June 23rd, 2008
WVU Today, June 18, 2008
Call West Virginia University’s John Cuthbert “old school,” and the library curator will laugh and thank you for the compliment.
That’s because in today’s whiz-bang, jump-cut, computer graphic-enhanced, “just roll tape” age, he still thinks there’s a lot to be said for the compelling drama of the humble photograph – preferably one that is sepia toned, from a time gone by.
“I always think about what went on right before and right after the picture was snapped,” Cuthbert said. “I’m always drawn to the faces and surroundings. You can see the baby who grew up to be a great-grandmother or the miner who unfortunately died the day after the photograph was made. A good photograph is a little slice of someone’s soul, and I mean that in a good way.”
Some 30,000 photos dating back to the 19th and 20th centuries are now just a few clicks of the computer keyboard away, thanks to Cuthbert and the WVU-based West Virginia History OnView collection.
The online grouping is part of the larger West Virginia State and Regional History Collection, and Cuthbert and others have spent the past three years maintaining the database which they speculate may top out at 50,000 images when it’s all done.
The images are easy to get to via the Internet, Cuthbert is quick to add. The database boasts phenomenal search engines that make it easy to navigate all those photos from your home computer or office.
That makes it easy for authors and reporters looking to illustrate stories, he said. Students can punch up term papers and PowerPoint presentations with images that might have otherwise taken hours or days to locate.

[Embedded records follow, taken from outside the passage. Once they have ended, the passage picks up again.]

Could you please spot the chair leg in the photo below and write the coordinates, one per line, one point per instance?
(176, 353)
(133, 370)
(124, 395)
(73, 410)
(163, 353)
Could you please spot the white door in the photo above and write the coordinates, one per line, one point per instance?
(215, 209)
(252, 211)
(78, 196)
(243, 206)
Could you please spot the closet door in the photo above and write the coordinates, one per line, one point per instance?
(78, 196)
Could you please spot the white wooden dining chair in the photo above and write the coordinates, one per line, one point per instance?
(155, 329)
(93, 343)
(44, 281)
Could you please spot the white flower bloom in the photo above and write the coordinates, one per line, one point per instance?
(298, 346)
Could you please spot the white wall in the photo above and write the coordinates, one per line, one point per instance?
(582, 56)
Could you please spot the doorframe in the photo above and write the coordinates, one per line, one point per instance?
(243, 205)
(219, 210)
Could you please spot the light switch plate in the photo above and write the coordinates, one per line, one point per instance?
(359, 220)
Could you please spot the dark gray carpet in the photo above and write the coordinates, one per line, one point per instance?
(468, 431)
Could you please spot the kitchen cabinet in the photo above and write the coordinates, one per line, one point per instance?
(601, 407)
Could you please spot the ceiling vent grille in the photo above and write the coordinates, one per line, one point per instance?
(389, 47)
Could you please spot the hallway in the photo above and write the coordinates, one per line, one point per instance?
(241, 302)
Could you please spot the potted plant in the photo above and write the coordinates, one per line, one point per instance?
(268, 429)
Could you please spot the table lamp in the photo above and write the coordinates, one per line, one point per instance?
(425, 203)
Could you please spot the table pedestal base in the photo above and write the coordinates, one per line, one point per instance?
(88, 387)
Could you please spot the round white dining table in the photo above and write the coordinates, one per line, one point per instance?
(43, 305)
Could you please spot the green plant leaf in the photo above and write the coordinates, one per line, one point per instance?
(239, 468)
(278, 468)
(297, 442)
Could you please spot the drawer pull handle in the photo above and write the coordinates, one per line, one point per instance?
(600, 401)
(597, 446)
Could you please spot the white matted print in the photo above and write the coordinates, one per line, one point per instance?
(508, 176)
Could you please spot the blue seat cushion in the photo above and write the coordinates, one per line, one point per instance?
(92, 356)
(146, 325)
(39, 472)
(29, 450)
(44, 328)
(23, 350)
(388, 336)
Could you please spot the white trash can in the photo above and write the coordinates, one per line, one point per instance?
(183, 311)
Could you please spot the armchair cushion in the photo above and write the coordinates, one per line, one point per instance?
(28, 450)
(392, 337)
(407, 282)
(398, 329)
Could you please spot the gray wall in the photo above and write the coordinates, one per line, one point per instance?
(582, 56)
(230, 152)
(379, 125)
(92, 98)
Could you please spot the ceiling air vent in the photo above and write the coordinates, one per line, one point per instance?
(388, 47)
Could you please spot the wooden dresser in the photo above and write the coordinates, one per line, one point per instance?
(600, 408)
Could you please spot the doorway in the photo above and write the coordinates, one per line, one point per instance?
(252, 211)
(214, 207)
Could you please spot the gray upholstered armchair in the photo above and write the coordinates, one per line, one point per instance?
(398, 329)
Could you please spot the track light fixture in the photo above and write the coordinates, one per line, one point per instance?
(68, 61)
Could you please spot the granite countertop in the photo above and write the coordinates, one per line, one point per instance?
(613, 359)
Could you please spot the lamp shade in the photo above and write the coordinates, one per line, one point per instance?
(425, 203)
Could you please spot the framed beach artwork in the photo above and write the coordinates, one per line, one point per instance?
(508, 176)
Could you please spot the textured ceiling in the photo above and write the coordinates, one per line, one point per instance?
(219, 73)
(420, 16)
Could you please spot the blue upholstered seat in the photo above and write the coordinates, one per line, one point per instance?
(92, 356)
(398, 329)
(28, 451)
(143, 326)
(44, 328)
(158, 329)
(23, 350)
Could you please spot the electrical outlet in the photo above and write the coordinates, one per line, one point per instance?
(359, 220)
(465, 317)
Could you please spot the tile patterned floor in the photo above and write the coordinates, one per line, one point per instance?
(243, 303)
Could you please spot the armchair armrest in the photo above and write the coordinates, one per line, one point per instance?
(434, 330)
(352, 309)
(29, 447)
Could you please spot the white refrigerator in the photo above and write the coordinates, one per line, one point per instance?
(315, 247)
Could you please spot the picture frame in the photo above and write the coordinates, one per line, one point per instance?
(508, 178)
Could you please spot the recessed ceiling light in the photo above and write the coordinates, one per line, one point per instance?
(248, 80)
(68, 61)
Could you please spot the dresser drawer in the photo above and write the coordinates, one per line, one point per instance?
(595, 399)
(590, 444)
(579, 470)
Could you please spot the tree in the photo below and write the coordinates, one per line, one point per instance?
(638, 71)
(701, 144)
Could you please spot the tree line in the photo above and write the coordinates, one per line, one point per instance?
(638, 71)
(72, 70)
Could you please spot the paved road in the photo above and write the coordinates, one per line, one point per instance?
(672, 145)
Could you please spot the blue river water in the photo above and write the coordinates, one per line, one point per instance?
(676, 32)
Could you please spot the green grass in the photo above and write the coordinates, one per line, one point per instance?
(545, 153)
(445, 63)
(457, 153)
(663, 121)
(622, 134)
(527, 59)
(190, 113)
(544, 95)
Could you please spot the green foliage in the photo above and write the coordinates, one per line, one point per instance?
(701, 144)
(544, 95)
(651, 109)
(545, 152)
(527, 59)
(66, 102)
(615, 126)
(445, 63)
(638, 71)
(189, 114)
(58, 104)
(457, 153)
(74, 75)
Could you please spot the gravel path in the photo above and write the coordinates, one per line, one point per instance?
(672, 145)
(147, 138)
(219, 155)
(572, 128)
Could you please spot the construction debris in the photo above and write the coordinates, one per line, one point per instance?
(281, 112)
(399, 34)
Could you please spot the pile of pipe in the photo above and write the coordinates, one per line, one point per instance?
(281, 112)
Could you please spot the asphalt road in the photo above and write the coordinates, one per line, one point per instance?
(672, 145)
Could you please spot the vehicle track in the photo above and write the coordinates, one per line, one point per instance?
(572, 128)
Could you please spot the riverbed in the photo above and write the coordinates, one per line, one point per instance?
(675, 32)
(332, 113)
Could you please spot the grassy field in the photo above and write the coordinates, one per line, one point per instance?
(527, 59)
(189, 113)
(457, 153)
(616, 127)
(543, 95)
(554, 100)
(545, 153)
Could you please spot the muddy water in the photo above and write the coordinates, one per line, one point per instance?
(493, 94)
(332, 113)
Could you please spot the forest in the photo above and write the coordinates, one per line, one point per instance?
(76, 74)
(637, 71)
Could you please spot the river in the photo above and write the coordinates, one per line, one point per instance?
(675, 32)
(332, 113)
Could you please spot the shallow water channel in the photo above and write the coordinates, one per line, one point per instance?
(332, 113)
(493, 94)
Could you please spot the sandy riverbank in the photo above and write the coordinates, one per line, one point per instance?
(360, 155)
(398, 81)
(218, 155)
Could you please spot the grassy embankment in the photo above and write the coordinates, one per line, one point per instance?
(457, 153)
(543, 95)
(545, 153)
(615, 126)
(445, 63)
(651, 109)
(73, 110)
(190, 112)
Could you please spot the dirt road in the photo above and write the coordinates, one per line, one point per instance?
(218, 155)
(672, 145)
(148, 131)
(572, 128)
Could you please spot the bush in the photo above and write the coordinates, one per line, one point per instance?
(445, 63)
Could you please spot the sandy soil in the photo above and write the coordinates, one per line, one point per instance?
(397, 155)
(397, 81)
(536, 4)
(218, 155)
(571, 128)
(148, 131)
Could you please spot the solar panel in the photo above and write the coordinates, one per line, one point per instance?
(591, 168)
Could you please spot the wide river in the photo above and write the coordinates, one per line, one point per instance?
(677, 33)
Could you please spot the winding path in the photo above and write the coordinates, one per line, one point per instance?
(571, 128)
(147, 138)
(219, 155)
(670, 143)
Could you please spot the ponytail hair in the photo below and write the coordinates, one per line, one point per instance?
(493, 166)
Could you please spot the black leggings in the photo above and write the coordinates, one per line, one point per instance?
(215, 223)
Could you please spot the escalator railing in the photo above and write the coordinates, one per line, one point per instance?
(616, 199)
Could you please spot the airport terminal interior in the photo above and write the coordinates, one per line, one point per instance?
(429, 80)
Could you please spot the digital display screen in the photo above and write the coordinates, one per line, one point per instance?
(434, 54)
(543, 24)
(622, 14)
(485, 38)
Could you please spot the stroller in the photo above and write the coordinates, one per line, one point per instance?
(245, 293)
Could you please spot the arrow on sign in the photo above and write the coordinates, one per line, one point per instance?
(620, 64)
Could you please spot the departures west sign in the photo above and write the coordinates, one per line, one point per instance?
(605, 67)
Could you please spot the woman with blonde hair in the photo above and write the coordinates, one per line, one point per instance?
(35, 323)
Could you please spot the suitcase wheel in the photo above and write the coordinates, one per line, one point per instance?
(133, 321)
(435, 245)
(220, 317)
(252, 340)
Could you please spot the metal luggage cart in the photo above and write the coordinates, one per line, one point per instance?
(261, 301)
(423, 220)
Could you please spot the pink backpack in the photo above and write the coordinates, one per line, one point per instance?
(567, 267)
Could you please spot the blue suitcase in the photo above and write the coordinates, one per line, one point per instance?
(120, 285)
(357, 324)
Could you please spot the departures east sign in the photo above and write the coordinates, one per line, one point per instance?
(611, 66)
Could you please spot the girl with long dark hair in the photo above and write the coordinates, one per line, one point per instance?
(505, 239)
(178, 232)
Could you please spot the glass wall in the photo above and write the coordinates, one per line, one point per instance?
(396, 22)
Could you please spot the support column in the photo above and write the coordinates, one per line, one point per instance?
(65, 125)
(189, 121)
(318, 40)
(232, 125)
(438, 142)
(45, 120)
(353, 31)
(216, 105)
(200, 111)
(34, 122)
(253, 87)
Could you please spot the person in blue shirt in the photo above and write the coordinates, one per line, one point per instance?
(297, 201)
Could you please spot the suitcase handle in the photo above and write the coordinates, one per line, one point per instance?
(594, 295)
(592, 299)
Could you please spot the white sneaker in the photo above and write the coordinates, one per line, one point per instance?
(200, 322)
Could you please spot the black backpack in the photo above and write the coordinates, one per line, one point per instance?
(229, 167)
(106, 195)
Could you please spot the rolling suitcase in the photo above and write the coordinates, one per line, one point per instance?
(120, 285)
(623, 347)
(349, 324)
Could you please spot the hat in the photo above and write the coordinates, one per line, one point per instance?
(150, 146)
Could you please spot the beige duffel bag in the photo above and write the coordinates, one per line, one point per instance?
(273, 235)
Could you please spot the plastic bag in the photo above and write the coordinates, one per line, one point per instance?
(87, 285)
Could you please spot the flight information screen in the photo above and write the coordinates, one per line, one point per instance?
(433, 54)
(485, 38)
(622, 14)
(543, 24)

“I know what it’s like to be on the other end of that,” Cuthbert said. “It’s frustrating. You’re looking for that one photograph that’ll make the project, and you’ll know it when you see it. And, of course, you never see it because it is buried in some archive somewhere.”
Before, if you wanted, say, a picture of a steamboat on the Monongahela River, passing under the Westover Bridge, you’d eventually find it, but you might have to thumb through two or three different collections to do it.
“Maybe it was in the ‘Morgantown’ section, maybe not,” Cuthbert said. “Maybe it was in ‘steamboats, rivers and bridges,’ maybe not. It’s only fun being a detective when you have time to do it.”
An easy-to-use keyword search takes care of that, Cuthbert said.
Dean of Libraries Frances O’Brien agrees.
“It’s an excellent example of how library technology can enhance historical research,” she said, “and it’s a glimpse of our past life and culture.”
Which is what got Cuthbert into all of this in the first place.
“Every place has a history,” he said, “but maybe that’s a little more so in a place like West Virginia. Think of what we went through, from the Civil War to the mine wars to the war on poverty.
“Even if it’s a family on their front porch looking a little uncomfortable in their dress clothes, they were in the moment – that captured moment – when the shutter clicked and the powder went off,” Cuthbert said. “They’re West Virginia, and that’s us, whether you’re a proud native or a proud graduate of our flagship university, or both.”